By early afternoon, we were back in Ushguli, sipping bitter coffee at Kafe Koshki before catching the shared minibus that would jolt us back to Mestia. The road, predictably, was chaos: hairpin turns clinging to cliffs, goats scattering in panic, drivers with the nerves of trapeze artists. When we finally descended into Mestia’s widening valley, the town felt almost cosmopolitan after the rough asceticism of Ushguli.
But there was little rest. By late afternoon, a local taxi whisked us up another valley, twenty euros buying us not only the ride but the patience of a driver who agreed to wait two hours while we wandered toward the Chalaadi Glacier. The journey was a theatre of thresholds. First a suspension bridge—the kind that makes you reconsider the sturdiness of rope and wood as metaphysical concepts. Lorena gripped the railing; I tried to look brave, though my stomach performed cartwheels. On the other side, the trail plunged into a dark pine forest where shafts of sunlight cut the silence like cathedral windows.

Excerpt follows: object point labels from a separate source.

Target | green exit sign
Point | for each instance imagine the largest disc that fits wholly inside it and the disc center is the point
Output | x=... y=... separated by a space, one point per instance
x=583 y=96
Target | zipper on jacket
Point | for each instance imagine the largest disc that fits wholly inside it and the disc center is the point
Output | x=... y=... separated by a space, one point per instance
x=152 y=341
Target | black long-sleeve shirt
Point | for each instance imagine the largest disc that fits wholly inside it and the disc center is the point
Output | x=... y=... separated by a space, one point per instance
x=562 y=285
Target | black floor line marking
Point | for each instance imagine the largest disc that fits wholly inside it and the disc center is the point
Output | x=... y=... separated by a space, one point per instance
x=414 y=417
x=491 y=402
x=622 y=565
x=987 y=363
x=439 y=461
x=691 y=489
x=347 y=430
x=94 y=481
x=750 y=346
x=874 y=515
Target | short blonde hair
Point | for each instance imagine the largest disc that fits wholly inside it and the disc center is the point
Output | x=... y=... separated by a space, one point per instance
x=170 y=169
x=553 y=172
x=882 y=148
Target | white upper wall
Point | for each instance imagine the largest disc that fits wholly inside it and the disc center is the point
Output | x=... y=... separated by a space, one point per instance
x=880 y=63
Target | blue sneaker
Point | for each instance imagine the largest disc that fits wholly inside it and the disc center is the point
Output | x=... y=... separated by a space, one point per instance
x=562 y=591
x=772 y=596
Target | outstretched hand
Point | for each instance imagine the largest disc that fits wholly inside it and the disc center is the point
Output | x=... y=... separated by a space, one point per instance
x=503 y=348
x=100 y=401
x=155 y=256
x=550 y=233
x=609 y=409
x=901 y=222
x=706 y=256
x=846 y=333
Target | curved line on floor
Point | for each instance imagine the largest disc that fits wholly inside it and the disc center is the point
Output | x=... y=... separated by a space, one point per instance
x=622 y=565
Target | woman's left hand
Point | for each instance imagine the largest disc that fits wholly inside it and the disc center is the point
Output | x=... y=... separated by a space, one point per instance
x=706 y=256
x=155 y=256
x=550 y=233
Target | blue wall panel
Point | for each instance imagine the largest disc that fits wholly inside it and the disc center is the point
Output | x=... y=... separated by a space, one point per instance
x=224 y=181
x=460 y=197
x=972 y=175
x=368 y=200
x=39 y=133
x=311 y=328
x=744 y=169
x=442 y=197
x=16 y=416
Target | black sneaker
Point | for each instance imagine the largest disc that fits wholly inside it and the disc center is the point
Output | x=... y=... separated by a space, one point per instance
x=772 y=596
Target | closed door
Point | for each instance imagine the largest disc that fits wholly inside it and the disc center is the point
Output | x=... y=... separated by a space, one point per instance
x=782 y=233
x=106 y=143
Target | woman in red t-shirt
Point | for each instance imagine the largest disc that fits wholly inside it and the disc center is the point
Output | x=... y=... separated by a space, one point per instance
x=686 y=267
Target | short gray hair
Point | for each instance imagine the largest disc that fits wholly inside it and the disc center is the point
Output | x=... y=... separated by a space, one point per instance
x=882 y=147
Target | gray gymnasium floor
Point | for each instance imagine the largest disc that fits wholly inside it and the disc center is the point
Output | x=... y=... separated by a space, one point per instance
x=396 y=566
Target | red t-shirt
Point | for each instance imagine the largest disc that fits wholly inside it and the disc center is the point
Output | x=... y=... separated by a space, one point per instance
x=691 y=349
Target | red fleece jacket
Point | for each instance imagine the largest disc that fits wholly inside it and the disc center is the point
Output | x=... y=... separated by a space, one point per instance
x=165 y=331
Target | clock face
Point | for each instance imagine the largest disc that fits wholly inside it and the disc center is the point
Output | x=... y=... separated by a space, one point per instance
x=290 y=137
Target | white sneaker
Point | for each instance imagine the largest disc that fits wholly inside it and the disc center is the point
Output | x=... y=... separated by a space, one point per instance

Then, the glacier itself—vast, hostile, shimmering like a broken mirror at the end of the valley. We approached carefully, scrambling over boulders slick with meltwater, hearing the occasional crack and groan as the ice shifted, alive in its own slow-breathing way. Standing there, so close to the frozen mouth of the Caucasus, I felt both exalted and diminished: a reminder that travel is not about conquering landscapes but about consenting to their scale.
We returned at dusk, our taxi waiting faithfully, Mestia already glowing with the soft orange of streetlamps. That evening, we sat in a quiet garden restaurant, the scent of grilled meat curling upwards into the cooling night. Platters of barbecue arrived—pork, chicken, and vegetables charred just enough to catch the smoke. Around us, other travellers murmured in half a dozen languages, a chorus of exhaustion and delight. Lorena and I ate slowly, our legs aching but our minds restless, as though each bite was another way of absorbing the day’s excess of history, danger, and beauty.
Travel is sometimes a litany of discomforts—bad roads, cold water, power cuts. But on nights like this, under the Svaneti stars, those discomforts dissolve into a kind of gratitude: for the ruins of a queen, for the improbable crossing of a bridge, for ice that still breathes, and for the presence of the person who chose to walk beside me through it all.